Biologic medicines (that are often used to control inflammatory bowel disease) decrease immune strength and therefore increases the risk of many different kinds of cancers:
- Melanomas. These patients should be more sun-aware (sunscreen and spf clothing) and have skin cancer screenings yearly.
- Lymphoma risk increases with patients on azathioprine.
- Cervical cancer screening: Consider HPV vaccine, decrease tobacco exposure, get routine pap screenings.
- Anal cancers are usually squamous cell carcinoma and are more at risk with patients with long standing anorectal colitis or men who have sex with men or HIV patients. Anal strictures should be biopsied by colorectal surgeon to rule out anal cancer.
What vaccines do inflammatory bowel disease patients need? Varicella (live vaccine) , Zoster, MMR (live), Tetanus, flu, HPV, hepatitis B, hepatitis A, meningococcal, and pneumococcal (pneumovax). It is important that patients receive live vaccines before biologic medicines (which can cause immune suppression) are started. If immunosuppressed, it is suggested that pneumonia vaccines be given before the rest of the population is due (at age 65).
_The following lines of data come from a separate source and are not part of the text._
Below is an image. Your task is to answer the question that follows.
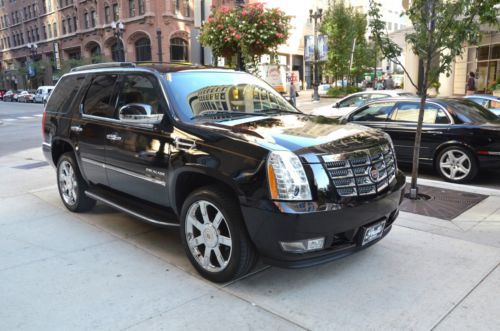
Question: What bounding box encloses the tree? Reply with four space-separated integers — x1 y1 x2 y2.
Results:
199 3 290 71
320 0 371 85
369 0 498 199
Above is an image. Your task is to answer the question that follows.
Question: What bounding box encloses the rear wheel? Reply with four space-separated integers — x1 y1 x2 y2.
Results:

The American College of Gastroenterology (statement offered in 2018) suggests Prevnar followed by Pneumovax 8 weeks later. Then Pneumovax booster is suggested 5 years later.
Your GI doctor will recheck labs depending on what therapy you are on. You may need renal function labs, DEXA (bone density) scans, vitamin D or calcium level, comprehensive metabolic panel, tuberculosis test
When to start colon cancer screening in routine-risk patients? New data shows that first screening should be at age 45, but insurers are not following this yet. African Americans should get their first screening colonoscopy at age 45.